Navigation & Communication

Navigation & Communication

Navigation & Communication

Module 3

Navigation

Navigation is the process of monitoring and controlling the movement of a craft or vehicle from one place to another.

It is also the term of art used for the specialized knowledge used by navigators to perform navigation tasks.

All navigational techniques involve locating the navigator's position compared to known locations or patterns.

Basic Concepts

Latitude- The latitude of a place on the Earth's surface is the angular distance north or south of the equator.

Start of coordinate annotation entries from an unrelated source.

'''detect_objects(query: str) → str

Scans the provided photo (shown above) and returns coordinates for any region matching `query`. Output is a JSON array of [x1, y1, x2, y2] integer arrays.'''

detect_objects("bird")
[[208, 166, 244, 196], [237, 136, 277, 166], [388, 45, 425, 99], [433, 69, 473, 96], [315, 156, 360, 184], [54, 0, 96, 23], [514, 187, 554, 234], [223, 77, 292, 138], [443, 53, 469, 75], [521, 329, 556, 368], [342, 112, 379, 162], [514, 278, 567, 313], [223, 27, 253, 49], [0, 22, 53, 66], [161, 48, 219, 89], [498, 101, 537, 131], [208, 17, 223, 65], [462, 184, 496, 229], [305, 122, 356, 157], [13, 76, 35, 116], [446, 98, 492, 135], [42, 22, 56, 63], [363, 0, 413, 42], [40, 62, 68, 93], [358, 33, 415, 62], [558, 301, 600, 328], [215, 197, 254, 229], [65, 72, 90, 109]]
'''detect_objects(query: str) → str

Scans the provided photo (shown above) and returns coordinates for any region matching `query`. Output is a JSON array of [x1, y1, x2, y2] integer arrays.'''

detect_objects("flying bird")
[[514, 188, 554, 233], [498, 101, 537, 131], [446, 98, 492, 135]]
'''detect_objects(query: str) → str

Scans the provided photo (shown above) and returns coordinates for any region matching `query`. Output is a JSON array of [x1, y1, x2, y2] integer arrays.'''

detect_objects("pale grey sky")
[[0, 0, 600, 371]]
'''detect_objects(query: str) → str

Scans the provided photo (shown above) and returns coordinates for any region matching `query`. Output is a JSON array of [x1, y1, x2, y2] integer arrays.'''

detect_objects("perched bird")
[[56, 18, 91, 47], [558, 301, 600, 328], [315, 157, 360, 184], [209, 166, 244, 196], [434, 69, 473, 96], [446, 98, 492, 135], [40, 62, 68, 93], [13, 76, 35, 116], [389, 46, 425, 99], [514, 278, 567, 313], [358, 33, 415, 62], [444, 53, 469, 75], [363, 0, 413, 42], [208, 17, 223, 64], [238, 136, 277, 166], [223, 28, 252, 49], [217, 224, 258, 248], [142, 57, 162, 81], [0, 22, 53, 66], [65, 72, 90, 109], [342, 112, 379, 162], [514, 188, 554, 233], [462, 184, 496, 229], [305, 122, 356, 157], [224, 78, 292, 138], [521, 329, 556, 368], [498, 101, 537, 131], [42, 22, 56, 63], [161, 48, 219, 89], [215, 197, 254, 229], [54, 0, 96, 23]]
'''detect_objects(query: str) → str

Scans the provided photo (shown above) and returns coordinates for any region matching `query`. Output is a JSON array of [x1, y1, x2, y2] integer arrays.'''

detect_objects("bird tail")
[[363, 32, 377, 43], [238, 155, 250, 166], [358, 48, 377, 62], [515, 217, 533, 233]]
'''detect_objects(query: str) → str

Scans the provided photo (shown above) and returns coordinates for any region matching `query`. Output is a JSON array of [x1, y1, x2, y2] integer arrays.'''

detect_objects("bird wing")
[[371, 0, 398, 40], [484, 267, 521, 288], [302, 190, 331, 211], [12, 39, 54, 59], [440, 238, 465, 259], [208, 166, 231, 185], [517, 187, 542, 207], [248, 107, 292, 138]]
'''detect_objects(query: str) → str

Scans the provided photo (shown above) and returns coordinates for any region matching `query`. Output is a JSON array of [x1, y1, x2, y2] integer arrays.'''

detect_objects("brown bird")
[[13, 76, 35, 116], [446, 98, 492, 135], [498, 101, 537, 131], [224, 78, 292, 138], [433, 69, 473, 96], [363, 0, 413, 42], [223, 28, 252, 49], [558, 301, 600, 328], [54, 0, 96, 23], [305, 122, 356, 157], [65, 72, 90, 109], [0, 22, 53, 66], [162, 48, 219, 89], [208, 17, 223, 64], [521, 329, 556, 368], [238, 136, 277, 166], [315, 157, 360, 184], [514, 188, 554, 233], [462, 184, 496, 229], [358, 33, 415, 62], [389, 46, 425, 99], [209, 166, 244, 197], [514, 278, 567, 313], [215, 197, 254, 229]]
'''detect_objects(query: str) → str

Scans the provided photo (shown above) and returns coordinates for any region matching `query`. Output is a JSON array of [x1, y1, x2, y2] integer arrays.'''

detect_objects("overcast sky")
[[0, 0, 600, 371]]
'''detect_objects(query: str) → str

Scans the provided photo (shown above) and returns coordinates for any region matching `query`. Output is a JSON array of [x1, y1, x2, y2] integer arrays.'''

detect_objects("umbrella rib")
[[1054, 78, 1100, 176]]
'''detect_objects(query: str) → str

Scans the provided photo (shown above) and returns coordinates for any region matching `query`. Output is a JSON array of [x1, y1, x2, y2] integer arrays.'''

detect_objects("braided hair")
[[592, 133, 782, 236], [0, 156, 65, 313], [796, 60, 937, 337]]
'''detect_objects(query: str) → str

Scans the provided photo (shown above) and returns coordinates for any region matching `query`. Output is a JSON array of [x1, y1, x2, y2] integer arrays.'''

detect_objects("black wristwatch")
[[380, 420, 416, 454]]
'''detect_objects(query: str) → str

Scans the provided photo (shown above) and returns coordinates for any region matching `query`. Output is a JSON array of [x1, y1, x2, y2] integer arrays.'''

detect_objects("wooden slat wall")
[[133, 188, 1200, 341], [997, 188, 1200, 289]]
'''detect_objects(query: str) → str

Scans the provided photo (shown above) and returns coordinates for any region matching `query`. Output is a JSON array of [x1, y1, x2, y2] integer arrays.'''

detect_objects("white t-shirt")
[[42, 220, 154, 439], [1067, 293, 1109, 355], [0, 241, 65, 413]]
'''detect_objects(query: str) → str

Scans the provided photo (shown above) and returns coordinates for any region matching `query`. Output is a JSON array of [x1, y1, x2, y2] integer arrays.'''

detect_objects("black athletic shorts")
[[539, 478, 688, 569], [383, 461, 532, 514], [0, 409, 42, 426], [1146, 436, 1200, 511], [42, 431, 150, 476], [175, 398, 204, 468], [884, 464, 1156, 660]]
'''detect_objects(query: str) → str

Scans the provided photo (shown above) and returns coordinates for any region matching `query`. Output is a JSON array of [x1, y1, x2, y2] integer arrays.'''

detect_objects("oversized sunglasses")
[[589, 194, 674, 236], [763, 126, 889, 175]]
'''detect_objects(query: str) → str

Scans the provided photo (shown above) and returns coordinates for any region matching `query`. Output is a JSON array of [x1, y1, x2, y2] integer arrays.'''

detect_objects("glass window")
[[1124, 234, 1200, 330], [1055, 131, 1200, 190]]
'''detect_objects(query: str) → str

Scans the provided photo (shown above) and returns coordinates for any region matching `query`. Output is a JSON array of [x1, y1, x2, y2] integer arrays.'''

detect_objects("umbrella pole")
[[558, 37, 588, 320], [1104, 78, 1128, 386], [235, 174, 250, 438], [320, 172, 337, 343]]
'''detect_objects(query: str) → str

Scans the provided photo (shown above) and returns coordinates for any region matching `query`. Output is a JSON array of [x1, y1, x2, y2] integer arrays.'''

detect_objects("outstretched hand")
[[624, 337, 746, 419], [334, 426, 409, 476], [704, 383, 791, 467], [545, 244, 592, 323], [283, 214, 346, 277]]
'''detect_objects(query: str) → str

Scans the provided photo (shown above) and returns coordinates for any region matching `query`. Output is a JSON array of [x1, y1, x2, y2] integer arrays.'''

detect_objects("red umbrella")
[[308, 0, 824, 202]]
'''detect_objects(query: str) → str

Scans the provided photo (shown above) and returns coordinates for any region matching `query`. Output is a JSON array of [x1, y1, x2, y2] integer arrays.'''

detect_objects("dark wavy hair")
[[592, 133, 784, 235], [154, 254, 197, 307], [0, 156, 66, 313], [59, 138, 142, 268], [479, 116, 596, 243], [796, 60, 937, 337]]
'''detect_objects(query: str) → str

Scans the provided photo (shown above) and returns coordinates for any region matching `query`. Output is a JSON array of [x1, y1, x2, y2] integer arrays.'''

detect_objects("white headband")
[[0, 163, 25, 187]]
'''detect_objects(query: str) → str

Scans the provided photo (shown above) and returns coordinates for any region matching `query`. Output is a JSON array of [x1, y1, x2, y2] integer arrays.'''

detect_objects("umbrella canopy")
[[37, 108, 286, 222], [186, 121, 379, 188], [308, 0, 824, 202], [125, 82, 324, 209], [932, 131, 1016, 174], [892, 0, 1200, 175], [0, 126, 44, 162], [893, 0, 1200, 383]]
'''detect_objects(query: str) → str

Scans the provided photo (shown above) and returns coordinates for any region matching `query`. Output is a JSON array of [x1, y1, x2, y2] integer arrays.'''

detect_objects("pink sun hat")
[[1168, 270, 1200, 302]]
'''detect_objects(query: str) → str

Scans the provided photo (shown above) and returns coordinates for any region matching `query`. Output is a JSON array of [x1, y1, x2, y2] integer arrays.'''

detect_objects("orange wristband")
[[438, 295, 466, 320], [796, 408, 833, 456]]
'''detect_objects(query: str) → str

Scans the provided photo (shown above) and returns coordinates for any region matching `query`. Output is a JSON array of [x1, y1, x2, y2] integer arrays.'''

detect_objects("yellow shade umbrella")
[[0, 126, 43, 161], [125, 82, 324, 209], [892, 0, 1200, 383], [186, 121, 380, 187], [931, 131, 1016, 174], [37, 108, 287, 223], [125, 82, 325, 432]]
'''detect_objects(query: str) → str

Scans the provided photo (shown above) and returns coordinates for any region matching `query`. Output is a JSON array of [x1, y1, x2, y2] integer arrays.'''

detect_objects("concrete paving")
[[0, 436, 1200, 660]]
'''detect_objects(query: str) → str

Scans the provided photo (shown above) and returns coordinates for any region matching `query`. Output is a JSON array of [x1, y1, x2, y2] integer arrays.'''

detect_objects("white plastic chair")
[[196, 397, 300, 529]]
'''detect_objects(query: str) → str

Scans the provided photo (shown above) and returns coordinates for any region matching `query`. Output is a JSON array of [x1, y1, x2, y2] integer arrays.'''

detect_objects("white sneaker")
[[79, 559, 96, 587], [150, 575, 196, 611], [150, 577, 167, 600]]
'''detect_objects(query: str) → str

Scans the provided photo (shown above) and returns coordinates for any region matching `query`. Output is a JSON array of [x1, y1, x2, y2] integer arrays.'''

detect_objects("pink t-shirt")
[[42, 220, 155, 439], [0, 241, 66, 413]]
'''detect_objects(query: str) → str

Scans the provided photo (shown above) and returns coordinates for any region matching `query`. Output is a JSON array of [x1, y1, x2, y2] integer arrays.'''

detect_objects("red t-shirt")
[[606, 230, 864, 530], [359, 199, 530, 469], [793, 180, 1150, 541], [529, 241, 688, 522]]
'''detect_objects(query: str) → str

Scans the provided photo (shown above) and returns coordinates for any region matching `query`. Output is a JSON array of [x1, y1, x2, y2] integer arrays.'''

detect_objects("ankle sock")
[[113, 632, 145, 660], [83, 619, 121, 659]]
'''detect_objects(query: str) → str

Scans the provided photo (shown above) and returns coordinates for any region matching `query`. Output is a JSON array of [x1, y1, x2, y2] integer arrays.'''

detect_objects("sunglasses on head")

Longitude- Similar to latitude, the longitude of a place on the Earth's surface is the angular distance east or west of the prime meridian or Greenwich meridian.

Navigation Basics

Most modern navigation relies primarily on positions determined electronically by receivers collecting information from satellites.

Most other modern techniques rely on crossing lines of position or LOP. A line of position can refer to two different things: a line on a chart and a line between the observer and an object in real life. A bearing is a measure of the direction to an object. If the navigator measures the direction in real life, the angle can then be drawn on a nautical chart and the navigator will be on that line on the chart.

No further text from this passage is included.